A metal oxide has the formular `M_(2)O_(3)`. It can be reduced by hydrogen to give free metal and water 0.1596g of the metal oxide required 6 mg hydrogen for complete reduction. The atomic weight of the metal is:

To solve the problem, we need to determine the atomic weight of the metal (M) in the metal oxide \( M_2O_3 \) given that 0.1596 g of the metal oxide requires 6 mg of hydrogen for complete reduction. Here’s a step-by-step breakdown of the solution: ### Step 1: Write the reduction reaction The metal oxide \( M_2O_3 \) can be reduced by hydrogen to form free metal and water. The balanced chemical equation for the reaction is: \[ M_2O_3 + 3H_2 \rightarrow 2M + 3H_2O \] ### Step 2: Convert the mass of hydrogen to grams The amount of hydrogen provided is 6 mg. We need to convert this to grams: \[ 6 \text{ mg} = 6 \times 10^{-3} \text{ g} \] ### Step 3: Determine the amount of metal oxide reduced per gram of hydrogen From the balanced equation, we see that 1 mole of \( M_2O_3 \) requires 3 moles of \( H_2 \).
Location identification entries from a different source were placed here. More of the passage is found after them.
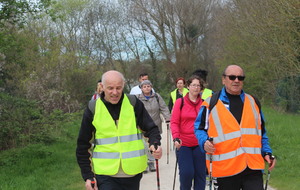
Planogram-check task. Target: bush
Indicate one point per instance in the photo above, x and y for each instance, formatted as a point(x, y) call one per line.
point(288, 94)
point(23, 122)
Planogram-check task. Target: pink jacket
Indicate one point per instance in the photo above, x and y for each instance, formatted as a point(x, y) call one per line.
point(182, 121)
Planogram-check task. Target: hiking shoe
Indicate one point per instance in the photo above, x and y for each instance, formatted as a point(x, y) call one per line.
point(151, 166)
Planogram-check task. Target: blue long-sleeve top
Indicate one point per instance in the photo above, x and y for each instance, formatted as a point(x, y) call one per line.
point(202, 124)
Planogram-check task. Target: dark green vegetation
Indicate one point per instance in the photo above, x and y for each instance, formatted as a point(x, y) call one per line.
point(45, 165)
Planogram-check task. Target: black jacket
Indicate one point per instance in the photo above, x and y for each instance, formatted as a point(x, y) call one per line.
point(87, 131)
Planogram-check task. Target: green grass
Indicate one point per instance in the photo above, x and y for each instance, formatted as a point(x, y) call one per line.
point(283, 131)
point(54, 166)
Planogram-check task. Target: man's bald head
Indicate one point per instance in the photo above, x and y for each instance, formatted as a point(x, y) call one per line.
point(113, 84)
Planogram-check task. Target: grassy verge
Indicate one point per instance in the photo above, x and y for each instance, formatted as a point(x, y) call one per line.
point(283, 131)
point(41, 166)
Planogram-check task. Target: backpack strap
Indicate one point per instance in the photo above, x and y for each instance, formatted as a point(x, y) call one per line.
point(92, 103)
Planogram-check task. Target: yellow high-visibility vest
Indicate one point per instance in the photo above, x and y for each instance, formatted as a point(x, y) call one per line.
point(117, 142)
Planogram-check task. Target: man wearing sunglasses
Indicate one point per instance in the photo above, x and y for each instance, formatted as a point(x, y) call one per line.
point(233, 134)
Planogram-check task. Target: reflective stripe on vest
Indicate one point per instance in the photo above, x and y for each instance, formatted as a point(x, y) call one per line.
point(117, 145)
point(237, 145)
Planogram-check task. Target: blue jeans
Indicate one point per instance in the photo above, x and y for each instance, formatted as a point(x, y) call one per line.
point(112, 183)
point(192, 168)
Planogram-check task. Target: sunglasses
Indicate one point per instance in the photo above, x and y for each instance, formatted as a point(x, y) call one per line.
point(233, 77)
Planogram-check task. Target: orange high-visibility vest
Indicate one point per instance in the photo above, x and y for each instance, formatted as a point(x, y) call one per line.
point(237, 145)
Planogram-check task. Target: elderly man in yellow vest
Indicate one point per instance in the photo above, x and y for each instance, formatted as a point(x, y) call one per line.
point(110, 150)
point(233, 135)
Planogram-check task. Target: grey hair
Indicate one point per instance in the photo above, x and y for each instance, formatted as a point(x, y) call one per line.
point(108, 73)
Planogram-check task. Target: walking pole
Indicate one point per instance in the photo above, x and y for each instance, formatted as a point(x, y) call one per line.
point(168, 143)
point(210, 166)
point(157, 170)
point(176, 163)
point(269, 174)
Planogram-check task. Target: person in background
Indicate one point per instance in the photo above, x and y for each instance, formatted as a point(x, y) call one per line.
point(205, 91)
point(136, 89)
point(179, 92)
point(191, 160)
point(156, 106)
point(98, 91)
point(240, 143)
point(115, 123)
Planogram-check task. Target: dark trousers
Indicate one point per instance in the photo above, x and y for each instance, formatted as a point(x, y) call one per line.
point(192, 168)
point(246, 180)
point(113, 183)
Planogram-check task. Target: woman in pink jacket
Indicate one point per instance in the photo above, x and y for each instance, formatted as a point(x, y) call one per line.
point(191, 160)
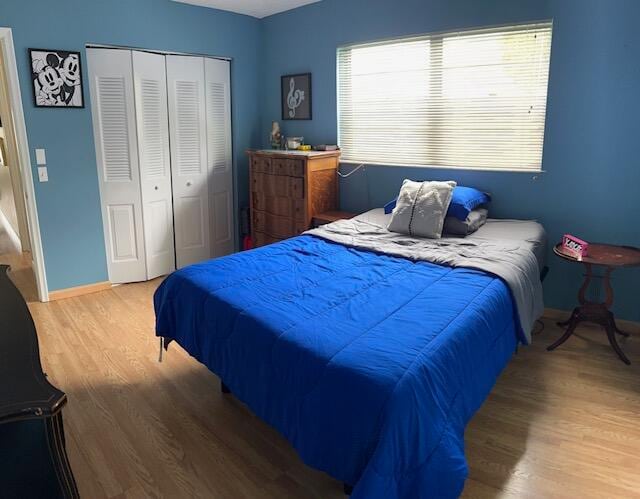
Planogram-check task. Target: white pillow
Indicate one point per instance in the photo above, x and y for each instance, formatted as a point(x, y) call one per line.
point(421, 208)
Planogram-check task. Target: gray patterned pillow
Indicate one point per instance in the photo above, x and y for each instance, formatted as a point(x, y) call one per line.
point(421, 208)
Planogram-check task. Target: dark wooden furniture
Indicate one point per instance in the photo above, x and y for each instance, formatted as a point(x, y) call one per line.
point(33, 459)
point(288, 188)
point(610, 257)
point(331, 216)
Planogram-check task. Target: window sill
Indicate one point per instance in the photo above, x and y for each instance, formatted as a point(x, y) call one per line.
point(433, 167)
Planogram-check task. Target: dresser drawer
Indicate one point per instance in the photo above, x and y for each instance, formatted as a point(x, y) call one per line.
point(275, 226)
point(261, 164)
point(279, 206)
point(288, 167)
point(278, 185)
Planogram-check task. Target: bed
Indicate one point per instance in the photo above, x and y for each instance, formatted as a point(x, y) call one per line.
point(369, 358)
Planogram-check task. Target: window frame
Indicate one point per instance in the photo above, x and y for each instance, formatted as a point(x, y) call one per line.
point(438, 36)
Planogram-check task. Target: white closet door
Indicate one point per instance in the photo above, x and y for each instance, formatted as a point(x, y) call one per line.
point(188, 132)
point(113, 109)
point(219, 159)
point(150, 83)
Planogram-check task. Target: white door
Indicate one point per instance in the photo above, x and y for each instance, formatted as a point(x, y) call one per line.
point(188, 132)
point(150, 84)
point(219, 159)
point(113, 110)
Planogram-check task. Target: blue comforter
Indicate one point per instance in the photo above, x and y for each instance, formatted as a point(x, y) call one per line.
point(370, 365)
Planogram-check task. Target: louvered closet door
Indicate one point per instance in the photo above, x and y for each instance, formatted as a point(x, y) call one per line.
point(150, 82)
point(217, 95)
point(113, 109)
point(188, 132)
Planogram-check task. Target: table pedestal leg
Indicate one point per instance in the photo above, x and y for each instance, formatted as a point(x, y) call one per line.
point(571, 324)
point(598, 313)
point(612, 329)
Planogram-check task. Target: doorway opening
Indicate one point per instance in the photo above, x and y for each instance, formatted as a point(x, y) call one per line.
point(20, 244)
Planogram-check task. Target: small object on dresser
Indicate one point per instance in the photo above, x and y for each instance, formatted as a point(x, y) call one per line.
point(275, 137)
point(574, 247)
point(293, 143)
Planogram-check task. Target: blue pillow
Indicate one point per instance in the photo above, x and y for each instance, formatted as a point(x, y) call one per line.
point(463, 201)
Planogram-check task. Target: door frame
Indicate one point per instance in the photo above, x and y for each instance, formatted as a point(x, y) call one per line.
point(24, 160)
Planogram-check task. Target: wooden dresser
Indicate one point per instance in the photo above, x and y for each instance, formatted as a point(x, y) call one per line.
point(288, 188)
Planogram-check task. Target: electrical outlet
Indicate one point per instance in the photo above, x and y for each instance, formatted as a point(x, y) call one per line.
point(43, 175)
point(41, 157)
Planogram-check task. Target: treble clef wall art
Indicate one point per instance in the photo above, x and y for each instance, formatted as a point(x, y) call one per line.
point(296, 97)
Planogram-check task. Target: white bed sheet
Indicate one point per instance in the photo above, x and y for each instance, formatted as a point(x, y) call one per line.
point(495, 229)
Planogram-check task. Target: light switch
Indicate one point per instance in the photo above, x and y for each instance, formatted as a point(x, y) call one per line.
point(41, 158)
point(43, 175)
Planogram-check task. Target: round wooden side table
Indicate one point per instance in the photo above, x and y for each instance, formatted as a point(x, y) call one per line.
point(610, 257)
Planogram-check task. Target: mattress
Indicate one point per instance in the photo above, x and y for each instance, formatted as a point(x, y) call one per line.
point(529, 231)
point(370, 365)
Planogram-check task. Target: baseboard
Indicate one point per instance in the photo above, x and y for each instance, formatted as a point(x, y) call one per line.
point(562, 315)
point(62, 294)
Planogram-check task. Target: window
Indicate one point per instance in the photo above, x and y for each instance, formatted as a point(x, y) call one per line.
point(471, 99)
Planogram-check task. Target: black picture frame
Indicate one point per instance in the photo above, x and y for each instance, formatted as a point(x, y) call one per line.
point(297, 93)
point(62, 70)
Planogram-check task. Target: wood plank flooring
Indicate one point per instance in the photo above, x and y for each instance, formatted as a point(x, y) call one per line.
point(563, 424)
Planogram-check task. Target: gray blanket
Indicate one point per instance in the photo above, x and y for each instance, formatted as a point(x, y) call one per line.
point(512, 261)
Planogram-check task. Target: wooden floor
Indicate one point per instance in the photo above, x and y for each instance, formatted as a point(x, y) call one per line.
point(562, 424)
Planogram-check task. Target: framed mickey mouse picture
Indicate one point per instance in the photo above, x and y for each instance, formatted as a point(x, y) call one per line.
point(57, 78)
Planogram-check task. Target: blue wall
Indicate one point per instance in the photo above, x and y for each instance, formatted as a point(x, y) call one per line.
point(68, 205)
point(592, 182)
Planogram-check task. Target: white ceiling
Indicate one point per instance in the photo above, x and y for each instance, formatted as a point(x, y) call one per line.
point(255, 8)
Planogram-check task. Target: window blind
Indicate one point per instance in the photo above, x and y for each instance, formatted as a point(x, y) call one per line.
point(471, 99)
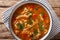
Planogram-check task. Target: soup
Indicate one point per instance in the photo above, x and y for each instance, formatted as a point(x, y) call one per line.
point(30, 22)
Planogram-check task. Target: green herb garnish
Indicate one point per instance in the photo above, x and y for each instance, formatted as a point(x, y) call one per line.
point(21, 26)
point(41, 26)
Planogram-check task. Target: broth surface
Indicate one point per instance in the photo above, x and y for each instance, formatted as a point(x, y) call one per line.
point(30, 22)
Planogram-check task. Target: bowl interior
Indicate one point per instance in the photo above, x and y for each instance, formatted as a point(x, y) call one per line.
point(25, 2)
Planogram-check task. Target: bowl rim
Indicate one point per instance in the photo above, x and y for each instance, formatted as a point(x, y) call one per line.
point(25, 2)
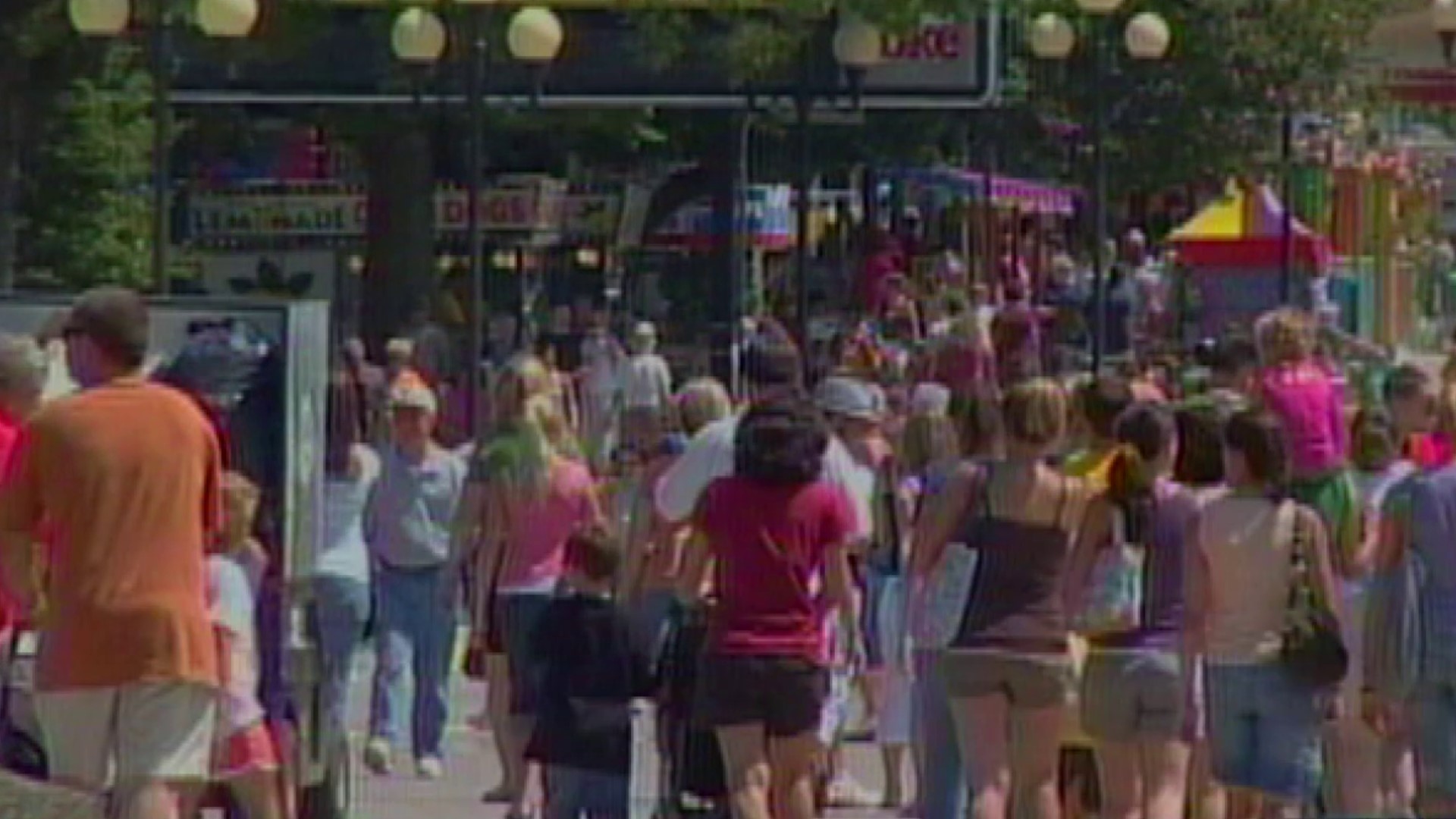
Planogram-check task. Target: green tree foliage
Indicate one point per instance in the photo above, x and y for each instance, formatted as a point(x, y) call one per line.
point(1212, 107)
point(86, 203)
We need to find out how much \( M_2O_3 \) corresponds to the 6 mg of hydrogen. Let’s calculate how much \( M_2O_3 \) is reduced by 1 g of hydrogen: \[ \text{Mass of } M_2O_3 \text{ reduced} = \frac{0.1596 \text{ g}}{6 \times 10^{-3} \text{ g}} = 26.6 \text{ g} \] ### Step 4: Calculate the equivalent weight of the metal oxide The equivalent weight of \( M_2O_3 \) is 26.6 g. The equivalent weight is defined as: \[ \text{Equivalent weight} = \text{Equivalent weight of metal} + \text{Equivalent weight of oxygen} \] ### Step 5: Calculate the equivalent weight of oxygen The atomic weight of oxygen is 16 g. In the oxide \( M_2O_3 \), oxygen has a valency of 2 (as \( O^{2-} \)). Therefore, the equivalent weight of oxygen is: \[ \text{Equivalent weight of oxygen} = \frac{\text{Atomic weight of oxygen}}{\text{Valency}} = \frac{16}{2} = 8 \text{ g} \] ### Step 6: Calculate the equivalent weight of the metal Using the equivalent weight of the metal oxide: \[ \text{Equivalent weight of metal} = \text{Equivalent weight of } M_2O_3 - \text{Equivalent weight of oxygen} = 26.6 \text{ g} - 8 \text{ g} = 18.6 \text{ g} \] ### Step 7: Calculate the atomic weight of the metal The valency of the metal \( M \) in \( M_2O_3 \) is +3 (as it forms \( M^{3+} \)). Using the formula for equivalent weight: \[ \text{Equivalent weight} = \frac{\text{Atomic weight}}{\text{Valency}} \] We can rearrange this to find the atomic weight: \[ \text{Atomic weight} = \text{Equivalent weight} \times \text{Valency} = 18.6 \text{ g} \times 3 = 55.8 \text{ g} \] ### Conclusion The atomic weight of the metal \( M \) is 55.8 g.